/idr_sims

Primary LanguagePython

SIMS DATA PIPELINE

SIMS (SITE Improvement through Monitoring Systems) is a PEPFAR guided tool that aims to assess the performance of Facilities in order to meet the programme’s standards. The tool contains 2 forms, Above Site and Site. Currently, the tool in use is the Site Tool, where individual facilities are gauged based on the reviews done on them, typically on a quarterly basis. The form contains 16 ‘sets’ of different forms, each with sections known as Core Essential Elements (cees) that determine the score of a facility. SGHI developed the tool using Xforms on ODK.

For further reference, kindly refer to the documentation: SIMS FY21

Description

Site Assessment tool contains 16 sets of forms with a total of 140 cees that are aggregated from over 1,300 Data Elements. These Data Elements each have detailed questions and/or labels that are displayed as encoded titles (IDs) on the submissions output. The process aims to find an efficient way to match the encoded titles to the question or label associated to it - in a manner that enables appropriate visualizations.

Due to the nature of the detailed questions and/or labels, the representation of the output needs to be referenced to a lookup table. This lookup table contains the IDs of all the Data Elements in one column and their respective question and/or label in another column. It is a static table that is relevant to SIMS version 4.1, and will be hosted on FYJ's SIMS BigQuery Data Warehouse.

Once the submissions have been extracted from ODK (daily), they will be transformed to enrich the data with the Facility Name. They will also be enriched with text on responses where the user had to choose between multiple choices (which are encoded as well). Each set's submissions will then be transmitted to Google Cloud Storage and finally to BigQuery Data Warehouse.

Finally, there is a secondary static lookup table, with MFL Codes and organizational unit heirachy details, that will be used to further enrich the data.
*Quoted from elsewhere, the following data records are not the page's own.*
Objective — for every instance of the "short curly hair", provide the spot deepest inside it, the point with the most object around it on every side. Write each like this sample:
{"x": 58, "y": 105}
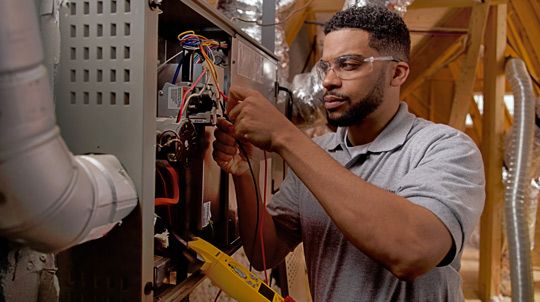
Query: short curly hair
{"x": 388, "y": 33}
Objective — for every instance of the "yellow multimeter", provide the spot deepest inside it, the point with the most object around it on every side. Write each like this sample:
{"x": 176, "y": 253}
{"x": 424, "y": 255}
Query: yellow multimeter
{"x": 232, "y": 277}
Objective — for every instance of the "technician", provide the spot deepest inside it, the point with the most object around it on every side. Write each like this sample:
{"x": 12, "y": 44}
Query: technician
{"x": 385, "y": 204}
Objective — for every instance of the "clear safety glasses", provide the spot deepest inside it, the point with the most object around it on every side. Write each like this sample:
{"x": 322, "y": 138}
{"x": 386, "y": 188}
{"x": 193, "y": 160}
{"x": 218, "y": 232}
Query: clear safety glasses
{"x": 350, "y": 66}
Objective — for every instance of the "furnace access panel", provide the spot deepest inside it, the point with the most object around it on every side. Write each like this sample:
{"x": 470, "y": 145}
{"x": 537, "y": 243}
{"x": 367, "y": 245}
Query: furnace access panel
{"x": 147, "y": 83}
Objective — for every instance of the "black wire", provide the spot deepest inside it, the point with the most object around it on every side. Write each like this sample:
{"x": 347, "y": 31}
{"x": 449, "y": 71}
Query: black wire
{"x": 254, "y": 184}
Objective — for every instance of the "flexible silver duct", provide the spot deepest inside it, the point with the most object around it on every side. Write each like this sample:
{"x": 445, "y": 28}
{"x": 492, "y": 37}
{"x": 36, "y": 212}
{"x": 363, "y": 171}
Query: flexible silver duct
{"x": 50, "y": 200}
{"x": 518, "y": 181}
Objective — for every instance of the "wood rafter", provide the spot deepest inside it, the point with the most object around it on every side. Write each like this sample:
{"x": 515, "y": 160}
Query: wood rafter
{"x": 467, "y": 76}
{"x": 448, "y": 3}
{"x": 492, "y": 152}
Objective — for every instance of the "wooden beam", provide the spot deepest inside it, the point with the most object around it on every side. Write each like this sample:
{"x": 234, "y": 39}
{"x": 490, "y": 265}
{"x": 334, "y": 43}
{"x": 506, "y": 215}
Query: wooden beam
{"x": 296, "y": 21}
{"x": 474, "y": 112}
{"x": 449, "y": 3}
{"x": 446, "y": 55}
{"x": 492, "y": 152}
{"x": 522, "y": 45}
{"x": 476, "y": 117}
{"x": 465, "y": 82}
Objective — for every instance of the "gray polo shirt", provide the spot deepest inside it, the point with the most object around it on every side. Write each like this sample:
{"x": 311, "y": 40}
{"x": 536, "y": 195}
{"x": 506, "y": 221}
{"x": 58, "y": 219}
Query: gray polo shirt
{"x": 432, "y": 165}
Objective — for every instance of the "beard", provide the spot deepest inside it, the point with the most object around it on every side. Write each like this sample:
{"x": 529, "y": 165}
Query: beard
{"x": 356, "y": 113}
For visual representation visit: SIMS layout

Usage

submissions

The pipeline enforces data loading from ODK Central to GCS bucket to BigQuery. Within the workflow there are tasks that enrich the data to make it more readable and accessible for visualization. Each form is loaded into it's own BigQuery table that can be accessed from the Data WareHouse. It is paramount to understand the naming convention as each form known as a set, has its own group of subsections (cees) that contribute to the average score for each facility that has a submission.

transforms

This pipeline entails additional transformations from which Hub details are added onto the data. Hubs are regions from which the programme operates and are different from county and subcounty details. A Hub could run over multiple subcounties.

Workflow

Scheduled to run at 3.00 am EAT, the DAG contained on sims_subs runs first. Upon it's successful completion, it triggers the sims_transforms DAG through a TriggerDagRunOperator on Airflow. The intended purpose is to have the loading and transfortaion from the first DAG completed, before executing the transformations DAG.

For each form/set/table, the code has descriptive DAG task ID's to explain the transformation done by each task.

Contributing

Pull requests are welcome. For major changes, please open an issue first to discuss what you would like to change.

License

MIT